Cette constance a forgé une légitimité incontestée. Elle est aussi une garantie pour l’avenir.
Nous avons fait preuve de la même constance dans le soutien humanitaire et financier depuis la Riscossa, Patriottu, le CAR et aujourd’hui Sulidarità pour des centaines de militants politiques poursuivis, incarcérés ou recherchés.
En tant qu’organisation politique majeure de la lutte réunissant la grande majorité de ceux qui ont payé le prix fort des sacrifices consentis, nous saluons la constance de Sulidarità qui a toujours soutenu, parfois envers et contre tous, la totalité des anciens et actuels prisonniers politiques et recherchés.
Ce soutien indéfectible, durant de longues années dans certains cas, ne saurait être oublié pour lui substituer des modes incantatoires inopérants. Seule la stratégie anti répressive doit prévaloir. Dans ce combat, l’improvisation ou la démagogie n’ont pas leur place. Elle doit continuer à être élaborée et menée de manière responsable et efficace, en associant toutes les bonnes volontés.

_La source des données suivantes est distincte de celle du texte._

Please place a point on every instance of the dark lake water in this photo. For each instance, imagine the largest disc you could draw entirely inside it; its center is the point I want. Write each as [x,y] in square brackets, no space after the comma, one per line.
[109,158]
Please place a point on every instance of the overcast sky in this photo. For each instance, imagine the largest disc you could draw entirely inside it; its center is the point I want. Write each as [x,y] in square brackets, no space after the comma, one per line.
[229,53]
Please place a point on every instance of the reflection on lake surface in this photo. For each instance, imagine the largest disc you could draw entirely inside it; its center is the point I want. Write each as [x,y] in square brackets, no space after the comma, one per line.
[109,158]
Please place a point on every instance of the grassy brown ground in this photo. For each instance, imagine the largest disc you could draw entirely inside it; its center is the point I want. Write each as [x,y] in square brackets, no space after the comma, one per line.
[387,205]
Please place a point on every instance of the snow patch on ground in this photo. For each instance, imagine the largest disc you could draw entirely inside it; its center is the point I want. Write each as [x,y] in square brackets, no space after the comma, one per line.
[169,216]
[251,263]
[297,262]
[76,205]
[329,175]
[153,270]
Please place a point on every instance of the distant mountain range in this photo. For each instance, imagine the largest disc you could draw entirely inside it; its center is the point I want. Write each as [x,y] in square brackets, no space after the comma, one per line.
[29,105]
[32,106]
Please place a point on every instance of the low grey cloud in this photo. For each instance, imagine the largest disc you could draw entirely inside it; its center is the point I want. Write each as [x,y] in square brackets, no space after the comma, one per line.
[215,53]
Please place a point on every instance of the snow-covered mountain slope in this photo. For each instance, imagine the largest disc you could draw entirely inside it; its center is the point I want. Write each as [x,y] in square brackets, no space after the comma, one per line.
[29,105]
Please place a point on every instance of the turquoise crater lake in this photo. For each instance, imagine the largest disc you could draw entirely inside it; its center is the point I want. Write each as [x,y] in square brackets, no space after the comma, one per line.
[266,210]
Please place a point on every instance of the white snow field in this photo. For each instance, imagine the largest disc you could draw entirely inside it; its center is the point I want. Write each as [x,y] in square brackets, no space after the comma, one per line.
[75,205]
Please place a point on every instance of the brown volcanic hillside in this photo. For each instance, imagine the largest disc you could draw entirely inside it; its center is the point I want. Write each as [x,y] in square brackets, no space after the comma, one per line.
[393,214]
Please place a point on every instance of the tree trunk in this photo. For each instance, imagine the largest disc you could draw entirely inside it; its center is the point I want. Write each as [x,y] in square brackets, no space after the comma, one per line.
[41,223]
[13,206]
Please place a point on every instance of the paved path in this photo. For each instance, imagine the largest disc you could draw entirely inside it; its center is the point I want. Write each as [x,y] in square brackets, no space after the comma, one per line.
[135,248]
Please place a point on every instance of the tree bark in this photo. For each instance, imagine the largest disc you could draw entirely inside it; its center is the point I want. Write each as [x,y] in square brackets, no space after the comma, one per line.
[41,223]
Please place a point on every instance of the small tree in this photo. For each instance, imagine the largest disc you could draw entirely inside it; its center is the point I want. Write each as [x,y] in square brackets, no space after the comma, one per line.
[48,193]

À deux reprises dans notre histoire, en 1982 et 1990, nous avons construit, tous ensemble, deux amnisties générales, parvenant ainsi à réparer, partiellement, les injustices commises à l’égard des centaines de militants.
La revendication d’amnistie, soutenue par l’Assemblée de Corse et plusieurs dizaines de municipalités, demeure donc pour nous la priorité, encore et plus particulièrement depuis la décision politique du Front. Nous ferons tout pour l’obtenir.

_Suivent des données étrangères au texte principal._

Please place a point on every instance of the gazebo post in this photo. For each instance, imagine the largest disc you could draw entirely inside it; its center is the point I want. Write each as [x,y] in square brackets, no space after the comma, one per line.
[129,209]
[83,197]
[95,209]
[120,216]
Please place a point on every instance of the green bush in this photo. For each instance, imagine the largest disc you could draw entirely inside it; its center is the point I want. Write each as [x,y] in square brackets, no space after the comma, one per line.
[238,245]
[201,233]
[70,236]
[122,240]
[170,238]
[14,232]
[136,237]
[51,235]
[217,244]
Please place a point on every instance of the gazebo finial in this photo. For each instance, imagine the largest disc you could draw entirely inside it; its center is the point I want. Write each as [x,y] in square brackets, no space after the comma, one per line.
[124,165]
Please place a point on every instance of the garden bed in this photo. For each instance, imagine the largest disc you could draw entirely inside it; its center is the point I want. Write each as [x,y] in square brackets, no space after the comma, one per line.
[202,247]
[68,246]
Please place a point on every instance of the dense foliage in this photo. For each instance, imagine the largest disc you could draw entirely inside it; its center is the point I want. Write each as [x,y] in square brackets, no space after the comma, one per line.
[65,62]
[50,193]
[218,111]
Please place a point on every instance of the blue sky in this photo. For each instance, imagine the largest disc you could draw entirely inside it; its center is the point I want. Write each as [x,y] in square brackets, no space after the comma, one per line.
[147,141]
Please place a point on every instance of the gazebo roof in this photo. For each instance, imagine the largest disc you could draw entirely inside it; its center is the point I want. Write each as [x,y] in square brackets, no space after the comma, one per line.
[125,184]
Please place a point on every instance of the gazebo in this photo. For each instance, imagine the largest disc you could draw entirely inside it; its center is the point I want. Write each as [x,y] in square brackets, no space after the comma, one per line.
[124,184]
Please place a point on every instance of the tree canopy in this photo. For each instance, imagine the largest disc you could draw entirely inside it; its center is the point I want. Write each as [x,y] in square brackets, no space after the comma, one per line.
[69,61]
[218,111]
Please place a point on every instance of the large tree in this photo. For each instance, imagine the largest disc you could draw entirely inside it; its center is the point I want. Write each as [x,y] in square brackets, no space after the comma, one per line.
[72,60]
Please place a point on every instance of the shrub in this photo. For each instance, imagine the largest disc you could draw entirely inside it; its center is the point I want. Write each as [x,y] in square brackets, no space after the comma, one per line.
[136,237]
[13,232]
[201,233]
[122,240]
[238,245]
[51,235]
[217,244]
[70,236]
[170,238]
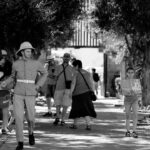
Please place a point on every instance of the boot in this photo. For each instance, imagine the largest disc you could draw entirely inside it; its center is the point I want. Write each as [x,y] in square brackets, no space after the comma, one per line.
[31,139]
[19,146]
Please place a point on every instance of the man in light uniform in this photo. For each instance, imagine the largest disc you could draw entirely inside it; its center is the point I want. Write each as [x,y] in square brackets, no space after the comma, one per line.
[24,72]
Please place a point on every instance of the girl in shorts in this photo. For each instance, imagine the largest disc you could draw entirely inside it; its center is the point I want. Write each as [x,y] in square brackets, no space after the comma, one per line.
[131,103]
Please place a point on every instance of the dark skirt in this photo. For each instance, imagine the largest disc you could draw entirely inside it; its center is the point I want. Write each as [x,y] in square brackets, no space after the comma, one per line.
[82,106]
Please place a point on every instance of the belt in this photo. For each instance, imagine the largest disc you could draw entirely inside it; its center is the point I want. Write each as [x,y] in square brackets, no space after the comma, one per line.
[25,81]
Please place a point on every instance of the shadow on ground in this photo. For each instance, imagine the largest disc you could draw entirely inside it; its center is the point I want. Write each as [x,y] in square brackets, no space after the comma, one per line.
[107,133]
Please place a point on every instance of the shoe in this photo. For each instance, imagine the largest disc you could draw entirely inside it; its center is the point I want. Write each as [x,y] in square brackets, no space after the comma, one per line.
[88,127]
[4,131]
[73,126]
[62,123]
[19,146]
[31,139]
[134,134]
[55,114]
[127,134]
[48,114]
[56,121]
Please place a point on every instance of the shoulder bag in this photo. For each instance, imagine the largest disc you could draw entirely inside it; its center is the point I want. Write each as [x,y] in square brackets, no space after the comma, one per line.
[92,94]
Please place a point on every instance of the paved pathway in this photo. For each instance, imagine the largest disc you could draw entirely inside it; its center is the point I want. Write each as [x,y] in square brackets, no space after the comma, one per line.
[107,132]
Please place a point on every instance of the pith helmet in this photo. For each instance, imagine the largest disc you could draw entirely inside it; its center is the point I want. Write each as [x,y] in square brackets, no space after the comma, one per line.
[23,46]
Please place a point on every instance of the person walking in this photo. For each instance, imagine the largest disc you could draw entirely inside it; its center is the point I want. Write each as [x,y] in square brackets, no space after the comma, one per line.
[130,102]
[50,85]
[24,73]
[82,105]
[5,72]
[96,79]
[64,76]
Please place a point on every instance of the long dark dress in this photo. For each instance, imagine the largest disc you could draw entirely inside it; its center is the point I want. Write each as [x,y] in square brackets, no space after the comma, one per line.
[82,105]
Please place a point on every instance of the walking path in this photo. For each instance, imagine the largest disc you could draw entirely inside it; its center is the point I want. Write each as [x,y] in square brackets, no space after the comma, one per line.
[107,132]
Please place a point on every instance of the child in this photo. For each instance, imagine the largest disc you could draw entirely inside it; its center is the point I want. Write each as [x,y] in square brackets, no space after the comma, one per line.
[130,102]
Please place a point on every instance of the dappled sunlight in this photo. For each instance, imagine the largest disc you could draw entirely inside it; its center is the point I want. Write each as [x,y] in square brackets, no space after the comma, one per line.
[108,133]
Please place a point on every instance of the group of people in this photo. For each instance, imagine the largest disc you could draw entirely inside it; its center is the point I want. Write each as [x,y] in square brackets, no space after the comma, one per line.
[62,86]
[69,85]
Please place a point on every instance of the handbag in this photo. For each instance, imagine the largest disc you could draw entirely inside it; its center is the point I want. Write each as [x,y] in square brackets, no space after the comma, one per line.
[4,98]
[93,97]
[67,82]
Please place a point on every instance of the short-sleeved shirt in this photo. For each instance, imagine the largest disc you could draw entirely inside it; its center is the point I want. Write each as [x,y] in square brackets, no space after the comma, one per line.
[5,70]
[51,75]
[60,83]
[81,86]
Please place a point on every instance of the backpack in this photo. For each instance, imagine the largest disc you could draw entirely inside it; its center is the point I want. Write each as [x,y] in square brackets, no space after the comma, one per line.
[96,77]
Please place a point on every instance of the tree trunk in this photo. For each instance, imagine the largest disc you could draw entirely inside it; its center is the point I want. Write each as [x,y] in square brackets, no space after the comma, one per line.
[146,80]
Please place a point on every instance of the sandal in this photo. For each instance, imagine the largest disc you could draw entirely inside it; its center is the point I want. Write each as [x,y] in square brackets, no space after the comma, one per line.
[56,121]
[127,134]
[73,126]
[88,127]
[134,134]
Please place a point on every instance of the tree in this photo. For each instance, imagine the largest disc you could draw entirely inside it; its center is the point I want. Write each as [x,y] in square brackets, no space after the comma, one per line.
[129,18]
[37,21]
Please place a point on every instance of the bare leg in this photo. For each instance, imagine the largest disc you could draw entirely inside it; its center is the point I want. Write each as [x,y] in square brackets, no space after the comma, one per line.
[64,111]
[128,114]
[5,118]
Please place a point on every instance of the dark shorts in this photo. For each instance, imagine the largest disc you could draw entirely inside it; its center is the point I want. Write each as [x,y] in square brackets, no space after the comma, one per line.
[4,98]
[50,90]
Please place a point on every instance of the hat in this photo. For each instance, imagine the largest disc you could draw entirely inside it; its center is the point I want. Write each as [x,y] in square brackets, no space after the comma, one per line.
[3,52]
[49,57]
[67,55]
[23,46]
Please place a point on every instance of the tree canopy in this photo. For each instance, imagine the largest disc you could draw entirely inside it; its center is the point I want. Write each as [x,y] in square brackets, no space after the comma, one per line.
[131,19]
[37,21]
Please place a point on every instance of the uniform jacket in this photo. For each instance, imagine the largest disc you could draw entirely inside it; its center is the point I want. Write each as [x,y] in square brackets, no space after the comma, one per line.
[27,70]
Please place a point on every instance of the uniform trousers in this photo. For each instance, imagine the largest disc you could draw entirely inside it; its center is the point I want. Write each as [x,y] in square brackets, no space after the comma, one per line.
[22,104]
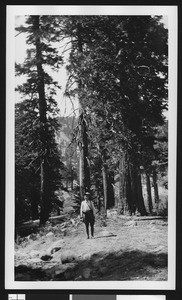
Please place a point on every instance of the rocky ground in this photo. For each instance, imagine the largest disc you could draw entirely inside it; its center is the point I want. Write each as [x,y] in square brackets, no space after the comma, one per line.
[124,248]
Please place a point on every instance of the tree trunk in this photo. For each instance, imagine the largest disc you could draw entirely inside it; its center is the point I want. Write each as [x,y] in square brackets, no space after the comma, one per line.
[156,192]
[122,203]
[149,195]
[141,205]
[104,175]
[44,215]
[137,202]
[110,190]
[84,171]
[34,203]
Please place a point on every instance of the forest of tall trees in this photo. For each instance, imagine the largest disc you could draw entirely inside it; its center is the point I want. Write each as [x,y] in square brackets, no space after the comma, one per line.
[118,71]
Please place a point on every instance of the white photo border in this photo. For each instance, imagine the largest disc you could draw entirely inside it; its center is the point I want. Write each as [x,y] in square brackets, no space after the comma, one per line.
[13,10]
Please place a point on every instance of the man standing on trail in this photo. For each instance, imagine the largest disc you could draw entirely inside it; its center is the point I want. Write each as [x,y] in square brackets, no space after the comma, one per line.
[87,212]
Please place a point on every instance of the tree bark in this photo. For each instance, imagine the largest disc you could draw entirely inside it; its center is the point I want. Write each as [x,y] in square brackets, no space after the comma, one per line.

Sur ce point, nous souhaitons que Sulidarità propose la tenue d’une grande mobilisation populaire sur la base de nos revendications politiques, ainsi qu’en faveur du retour des derniers prisonniers politiques chez eux, et pas seulement en Corse, fût-ce à Borgu.
La création d’une commission de travail à l’Assemblée de Corse pour la sortie du conflit
Dans un autre ordre d’idées, nous appellons solennellement l’Assemblée de Corse, dans toutes ses composantes, à participer à la mise en place effective d’un processus politique de règlement du conflit. La confiscation de la démocratie par les clans et par l’Etat a rendu impossible la construction d’un espace public apaisé et démocratique. Cette privation a conduit à l’émergence de la lutte armée, seul moyen susceptible d’interpeller notre peuple sur les enjeux liés à son existence et à le conduire sur le chemin de la conscience nationale. Au lieu de choisir la voie politique, l’Etat a alimenté un cycle de résistance et de répression duquel le Front a réussi à s’extraire avec l’appui des acteurs sociaux, culturels et politiques de toute l’île.

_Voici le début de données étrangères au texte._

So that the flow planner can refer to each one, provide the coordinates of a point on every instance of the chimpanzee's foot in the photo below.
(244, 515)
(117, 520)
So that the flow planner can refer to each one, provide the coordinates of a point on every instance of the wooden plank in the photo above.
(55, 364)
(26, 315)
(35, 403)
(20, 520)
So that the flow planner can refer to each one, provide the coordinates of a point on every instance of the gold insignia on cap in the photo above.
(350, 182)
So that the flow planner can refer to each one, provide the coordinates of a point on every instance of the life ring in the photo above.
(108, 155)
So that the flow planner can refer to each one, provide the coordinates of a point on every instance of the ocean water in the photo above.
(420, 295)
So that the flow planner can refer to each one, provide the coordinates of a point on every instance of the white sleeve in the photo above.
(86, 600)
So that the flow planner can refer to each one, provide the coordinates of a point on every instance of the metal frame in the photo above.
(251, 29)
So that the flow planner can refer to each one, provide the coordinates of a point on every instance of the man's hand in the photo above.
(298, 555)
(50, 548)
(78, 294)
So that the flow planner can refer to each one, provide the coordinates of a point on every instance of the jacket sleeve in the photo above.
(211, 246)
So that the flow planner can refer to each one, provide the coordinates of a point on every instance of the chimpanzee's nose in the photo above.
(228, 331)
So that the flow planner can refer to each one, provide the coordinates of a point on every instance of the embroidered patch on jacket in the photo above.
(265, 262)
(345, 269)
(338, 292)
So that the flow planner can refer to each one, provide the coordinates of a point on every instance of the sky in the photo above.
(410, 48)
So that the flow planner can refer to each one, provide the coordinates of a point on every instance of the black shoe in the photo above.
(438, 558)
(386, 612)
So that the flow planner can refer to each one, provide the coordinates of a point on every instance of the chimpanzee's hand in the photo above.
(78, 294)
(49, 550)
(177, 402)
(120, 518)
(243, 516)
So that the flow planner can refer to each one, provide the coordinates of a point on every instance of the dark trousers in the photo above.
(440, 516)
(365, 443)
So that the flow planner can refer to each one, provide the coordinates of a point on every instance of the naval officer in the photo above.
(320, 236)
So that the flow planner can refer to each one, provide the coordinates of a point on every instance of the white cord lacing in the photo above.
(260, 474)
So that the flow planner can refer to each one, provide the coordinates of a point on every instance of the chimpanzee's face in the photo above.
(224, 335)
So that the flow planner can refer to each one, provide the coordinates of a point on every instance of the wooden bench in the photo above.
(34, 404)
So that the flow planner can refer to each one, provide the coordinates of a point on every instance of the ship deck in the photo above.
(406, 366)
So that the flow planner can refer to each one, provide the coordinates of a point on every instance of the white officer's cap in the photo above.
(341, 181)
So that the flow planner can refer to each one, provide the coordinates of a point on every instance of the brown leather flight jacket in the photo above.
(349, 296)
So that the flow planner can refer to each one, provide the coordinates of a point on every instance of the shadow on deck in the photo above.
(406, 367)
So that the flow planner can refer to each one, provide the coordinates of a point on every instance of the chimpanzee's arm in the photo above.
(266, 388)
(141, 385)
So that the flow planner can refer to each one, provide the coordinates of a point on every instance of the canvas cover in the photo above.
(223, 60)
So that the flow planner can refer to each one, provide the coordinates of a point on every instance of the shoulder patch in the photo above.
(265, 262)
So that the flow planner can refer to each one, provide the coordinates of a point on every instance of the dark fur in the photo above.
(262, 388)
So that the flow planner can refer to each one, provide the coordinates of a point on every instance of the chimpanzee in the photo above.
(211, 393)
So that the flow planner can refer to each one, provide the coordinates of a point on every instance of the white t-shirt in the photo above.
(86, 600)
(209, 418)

Aujourd’hui, nous nous adressons à nos élus afin qu’ils installent une commission de travail dédiée à la libération des prisonniers politiques et à l’arrêt de toutes les poursuites envers les recherchés et anciens condamnés.
Cette commission devra également jeter les bases d’un texte de loi relatif à l’amnistie liée à la situation politique l’île. Cette proposition de loi élaborée à partir des travaux de cette commission de l’Assemblée de Corse, pourrait être, après son adoption par l’Assemblée de Corse, confiée à nos députés.
Cette commission, composée des différents groupes politiques de l’Assemblée de Corse, pourra intégrer, à titre consultatif, des représentants d’associations humanitaires de soutien aux prisonniers politiques antérieures à la décision de juin 2014 et reconnaissant la légitimité politique de la décision du Front. Elle pourra de la même façon faire participer le collectif d’avocats de Sulidarità.
Elle devra, en outre et tout naturellement, aussi compter, dans ses rangs, les députés et sénateurs de la Corse ainsi que le président du conseil économique et social de Corse.
Elle pourrait aussi intégrer des personnes de la société civile comme d’anciens avocats des prisonniers politiques corses.
En résumé, Corsica Libera et Sulidarità placent beaucoup d’espoirs de notre lutte dans les travaux de l’Assemblée de Corse et dans cette commission qui nous amènera à sortir du conflit.
Elle devra permettre à tous les acteurs politiques de notre peuple de se responsabiliser et d’apporter leur pierre à l’édifice de la paix édifié depuis 2014 par le Front de Libération National de la Corse.